I agree with you on the 3D cursor changing position between Global and Local views, it does slow things down when you have to keep recentering the cursor.

CAD STL nice at least faster then doing a retopo

I remember another thread on an air plane a C47
and the guy did a 3D scan of the whole plane if I remember well

but in the end the model look photo realist

thanks
happy bl

A little progress on the modelling, it should be ready to rig by the weekend.


Modelling is as good as finished, its on to the rig next before I look at textures.


I have mocked up a simplified version of the robot to experiment with the rigging all the linkage. Fortunately adding the armatures and constraints was easier than expected. It is controlled by two empties, one to locate the head X-Y position and one to rotate the base on the Z axis.

http://www.rab3d.com/home/2018/RigTest1.gif

That’s kind of neat. Watching this inspired me to try making a similar kind of rig. Not sure if mine is any good though, maybe it wouldn’t hurt to compare and see what your thoughts are?

RoboArmTest.blend (831 KB)

I’m also finding pantograph style mechanisms are a bit tricky to work out. I’m wondering how “easy” it went in your case?

Hey; I took a look at your file - I noticed it had the dreaded ‘Cyclic Dependencies’ - one on the animation itself - one on the rig, have a look in the console window :eek:

@ pauljs75 Thanks for sharing your test rig, it’s good that you can control the position and rotation from one control bone, I haven’t quite worked out how it works yet but might have a deeper look later. Not sure what to do about the dependency cycle though.

I kept my rig very simple, the main part is the 3 bone armature for the vertical / horizontal arms and the head, the arms have rotation restricted to set degrees on one axis and an IK to follow the head position empty. The small head bone has a rotation constraint to keep it horizontal. The linkage and piston are separate armatures with IK constraints that are parented to and follow the various pivots driven from the main arm.

@ajcdfin I had a look at my rig, no warnings in the console, but the target for the piston bone had moved causing it to rotate out of position in the animation.

@robbur - You peaked my interest on this machine, I just had to give it a try, 1 armature w/9 bones, 7 of the 9 have constraints (1 IK), no ‘Emptys’, didn’t include that pink cylinder. From looking at your gif, it looks good.

An industrial robot needs a factory to work in, so I have started on a portal frame factory building. I love how quick these things come together using array and mirror modifiers.


A little more progress on the factory building and modelling the robot and conveyors.


@robbur

Odd… In regards to that one rig, it’s not throwing the error on my computer.
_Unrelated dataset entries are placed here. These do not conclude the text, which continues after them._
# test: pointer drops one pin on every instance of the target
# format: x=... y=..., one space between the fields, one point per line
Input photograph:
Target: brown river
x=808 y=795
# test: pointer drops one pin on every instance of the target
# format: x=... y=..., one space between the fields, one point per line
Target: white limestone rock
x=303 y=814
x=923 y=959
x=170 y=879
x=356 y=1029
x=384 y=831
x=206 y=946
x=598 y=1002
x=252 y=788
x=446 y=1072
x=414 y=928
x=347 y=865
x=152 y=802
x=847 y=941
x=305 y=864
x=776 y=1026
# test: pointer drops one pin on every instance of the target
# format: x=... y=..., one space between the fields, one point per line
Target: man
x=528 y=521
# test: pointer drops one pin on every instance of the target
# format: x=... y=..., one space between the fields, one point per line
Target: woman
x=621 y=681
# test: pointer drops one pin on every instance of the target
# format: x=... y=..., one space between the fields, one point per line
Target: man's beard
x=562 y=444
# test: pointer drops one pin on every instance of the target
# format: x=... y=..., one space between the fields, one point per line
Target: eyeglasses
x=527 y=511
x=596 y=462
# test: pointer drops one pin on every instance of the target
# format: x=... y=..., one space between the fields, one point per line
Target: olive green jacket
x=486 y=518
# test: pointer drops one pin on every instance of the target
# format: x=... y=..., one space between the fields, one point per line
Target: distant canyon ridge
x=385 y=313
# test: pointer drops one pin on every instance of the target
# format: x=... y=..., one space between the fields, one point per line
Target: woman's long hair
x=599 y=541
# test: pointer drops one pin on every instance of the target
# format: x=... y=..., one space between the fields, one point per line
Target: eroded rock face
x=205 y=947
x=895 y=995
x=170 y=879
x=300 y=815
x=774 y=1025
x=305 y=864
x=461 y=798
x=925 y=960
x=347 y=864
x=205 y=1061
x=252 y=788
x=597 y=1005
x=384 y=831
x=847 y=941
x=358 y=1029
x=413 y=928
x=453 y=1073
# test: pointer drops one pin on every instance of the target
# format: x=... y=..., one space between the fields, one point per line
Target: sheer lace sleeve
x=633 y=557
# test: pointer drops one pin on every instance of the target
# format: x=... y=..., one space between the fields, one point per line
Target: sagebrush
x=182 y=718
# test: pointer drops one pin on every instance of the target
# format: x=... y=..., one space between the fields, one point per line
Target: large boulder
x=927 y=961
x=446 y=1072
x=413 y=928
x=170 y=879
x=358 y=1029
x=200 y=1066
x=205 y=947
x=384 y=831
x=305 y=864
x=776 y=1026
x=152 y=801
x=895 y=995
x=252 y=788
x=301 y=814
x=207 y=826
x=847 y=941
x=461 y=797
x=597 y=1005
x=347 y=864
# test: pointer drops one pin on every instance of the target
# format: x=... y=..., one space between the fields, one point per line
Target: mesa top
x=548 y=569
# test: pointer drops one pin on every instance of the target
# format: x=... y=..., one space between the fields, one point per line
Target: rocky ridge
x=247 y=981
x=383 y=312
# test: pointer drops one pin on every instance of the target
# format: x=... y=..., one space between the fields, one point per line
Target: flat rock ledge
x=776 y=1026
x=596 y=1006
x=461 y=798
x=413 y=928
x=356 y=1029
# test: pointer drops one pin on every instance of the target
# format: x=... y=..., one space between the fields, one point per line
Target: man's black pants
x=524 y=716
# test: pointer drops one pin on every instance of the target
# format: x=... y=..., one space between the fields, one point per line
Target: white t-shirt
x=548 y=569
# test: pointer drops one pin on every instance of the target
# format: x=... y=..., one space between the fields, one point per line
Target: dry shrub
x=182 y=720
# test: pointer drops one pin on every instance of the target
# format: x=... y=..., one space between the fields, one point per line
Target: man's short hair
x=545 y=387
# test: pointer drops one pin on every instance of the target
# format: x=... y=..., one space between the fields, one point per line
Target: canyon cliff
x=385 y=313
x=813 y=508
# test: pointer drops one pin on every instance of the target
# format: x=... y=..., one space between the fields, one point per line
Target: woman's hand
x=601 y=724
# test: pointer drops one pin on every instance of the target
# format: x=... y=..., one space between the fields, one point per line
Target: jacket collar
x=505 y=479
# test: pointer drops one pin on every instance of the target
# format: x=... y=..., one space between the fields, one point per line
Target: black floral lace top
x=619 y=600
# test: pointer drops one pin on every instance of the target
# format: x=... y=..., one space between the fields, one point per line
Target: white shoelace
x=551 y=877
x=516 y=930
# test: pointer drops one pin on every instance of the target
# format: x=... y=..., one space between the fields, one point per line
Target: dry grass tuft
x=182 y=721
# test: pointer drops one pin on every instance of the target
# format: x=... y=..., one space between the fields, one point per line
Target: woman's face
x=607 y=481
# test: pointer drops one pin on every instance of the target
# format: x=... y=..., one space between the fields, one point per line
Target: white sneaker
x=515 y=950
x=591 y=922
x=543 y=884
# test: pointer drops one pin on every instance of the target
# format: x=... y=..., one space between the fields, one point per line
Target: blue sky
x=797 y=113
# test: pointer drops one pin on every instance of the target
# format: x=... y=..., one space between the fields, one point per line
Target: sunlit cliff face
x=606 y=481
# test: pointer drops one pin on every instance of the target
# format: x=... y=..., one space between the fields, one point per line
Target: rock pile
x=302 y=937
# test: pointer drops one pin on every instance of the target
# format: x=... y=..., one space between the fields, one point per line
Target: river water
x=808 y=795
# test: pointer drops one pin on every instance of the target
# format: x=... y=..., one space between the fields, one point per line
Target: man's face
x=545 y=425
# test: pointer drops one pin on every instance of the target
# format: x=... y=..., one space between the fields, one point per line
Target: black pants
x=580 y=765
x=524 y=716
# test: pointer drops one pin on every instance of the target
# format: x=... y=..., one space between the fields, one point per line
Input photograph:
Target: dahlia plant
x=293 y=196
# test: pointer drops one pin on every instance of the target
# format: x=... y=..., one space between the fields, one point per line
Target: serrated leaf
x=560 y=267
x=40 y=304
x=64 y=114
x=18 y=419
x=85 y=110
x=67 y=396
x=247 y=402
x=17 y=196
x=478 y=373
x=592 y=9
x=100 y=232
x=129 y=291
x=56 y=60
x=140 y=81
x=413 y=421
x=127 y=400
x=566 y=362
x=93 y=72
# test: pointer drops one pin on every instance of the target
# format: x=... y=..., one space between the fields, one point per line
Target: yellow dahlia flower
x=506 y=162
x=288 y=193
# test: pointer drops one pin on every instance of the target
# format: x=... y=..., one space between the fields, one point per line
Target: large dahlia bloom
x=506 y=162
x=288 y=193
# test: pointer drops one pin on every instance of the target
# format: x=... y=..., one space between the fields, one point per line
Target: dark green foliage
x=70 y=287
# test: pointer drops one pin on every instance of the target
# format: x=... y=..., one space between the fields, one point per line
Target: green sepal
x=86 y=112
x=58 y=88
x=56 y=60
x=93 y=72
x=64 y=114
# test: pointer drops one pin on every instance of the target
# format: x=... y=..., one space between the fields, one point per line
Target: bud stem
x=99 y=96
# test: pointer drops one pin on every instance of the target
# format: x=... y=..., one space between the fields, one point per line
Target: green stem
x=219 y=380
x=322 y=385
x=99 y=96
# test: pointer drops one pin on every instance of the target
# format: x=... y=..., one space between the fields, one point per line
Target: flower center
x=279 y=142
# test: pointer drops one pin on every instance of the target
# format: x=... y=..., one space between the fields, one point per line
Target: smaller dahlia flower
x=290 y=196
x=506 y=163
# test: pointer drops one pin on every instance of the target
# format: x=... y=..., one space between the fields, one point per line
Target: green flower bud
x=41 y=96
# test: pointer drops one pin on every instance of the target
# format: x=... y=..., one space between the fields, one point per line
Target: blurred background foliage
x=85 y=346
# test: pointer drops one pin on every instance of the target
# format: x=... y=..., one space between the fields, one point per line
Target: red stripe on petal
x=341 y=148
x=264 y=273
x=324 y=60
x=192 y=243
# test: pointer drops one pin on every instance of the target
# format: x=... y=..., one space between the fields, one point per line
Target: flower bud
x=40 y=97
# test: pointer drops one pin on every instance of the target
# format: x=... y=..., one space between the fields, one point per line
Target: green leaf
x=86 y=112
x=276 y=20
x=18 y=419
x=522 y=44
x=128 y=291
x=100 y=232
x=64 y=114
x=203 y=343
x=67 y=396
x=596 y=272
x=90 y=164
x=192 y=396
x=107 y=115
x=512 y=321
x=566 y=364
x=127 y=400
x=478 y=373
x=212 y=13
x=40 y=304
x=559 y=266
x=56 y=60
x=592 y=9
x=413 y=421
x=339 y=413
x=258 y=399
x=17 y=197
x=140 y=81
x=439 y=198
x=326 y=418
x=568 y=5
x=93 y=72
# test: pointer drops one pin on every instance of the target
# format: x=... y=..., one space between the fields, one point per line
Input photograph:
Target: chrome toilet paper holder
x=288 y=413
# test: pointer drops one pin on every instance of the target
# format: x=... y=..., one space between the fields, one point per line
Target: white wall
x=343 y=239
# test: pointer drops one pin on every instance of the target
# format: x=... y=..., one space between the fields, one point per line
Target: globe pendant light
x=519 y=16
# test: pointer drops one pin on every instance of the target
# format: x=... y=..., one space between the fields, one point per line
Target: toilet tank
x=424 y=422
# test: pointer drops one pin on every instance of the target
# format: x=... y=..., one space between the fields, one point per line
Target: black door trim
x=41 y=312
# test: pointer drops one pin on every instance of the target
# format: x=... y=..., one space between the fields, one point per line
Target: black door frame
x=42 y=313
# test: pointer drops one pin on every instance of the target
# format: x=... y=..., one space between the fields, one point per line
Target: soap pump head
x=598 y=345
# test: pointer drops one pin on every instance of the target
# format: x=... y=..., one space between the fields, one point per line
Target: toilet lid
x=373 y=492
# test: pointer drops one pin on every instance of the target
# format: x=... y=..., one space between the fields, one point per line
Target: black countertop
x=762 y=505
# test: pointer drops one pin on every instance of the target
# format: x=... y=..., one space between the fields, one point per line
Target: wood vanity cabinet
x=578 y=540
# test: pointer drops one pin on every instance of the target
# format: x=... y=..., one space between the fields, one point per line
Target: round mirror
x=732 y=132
But then again I may have made some minor changes since uploading it for comparison. Yet something with follow target still isn’t behaving right, works 98% of the motion but still has jitters that don’t make much sense to me. The main movement however is using an IK rig, and the IK bone is also setup with a follow-path constraint. So the two bones for point A and B are for hooks that define where the path ends are. (Animating the offset on the constraint, rather than the animation time on the path. As that seems to be in a place that makes more sense for this.) It’s a little more flexible as you can even animate where the A and B travel points are, so it’s not just one endpoint but two. (With a bit of cleverness in the timeline you could leapfrog them around with constant keyframes.) For some odd reason the path has to be offset from where it actually affects the travel, so that’s why I hid it off on another layer. I suppose a duplicate path in the “correct” position (in the visual sense) would still make it clear what’s going on though. (However I feel it’s probably intrusive to keep discussing it here, since this really should be robbur’s robot. The rig for these things is likely worth a thread over at Animation & Rigging.)

By the way, the steel frame building and palletizer robot are looking pretty neat. Going to put in other stuff like fork-lift bots and industrial shelving too? Also those little safety cage things (not really a cage, but a tube structure that lets you know where to stay clear) and warning lights, along with the floor markings? (Maybe I’m probably a bit early in mentioning that stuff though.)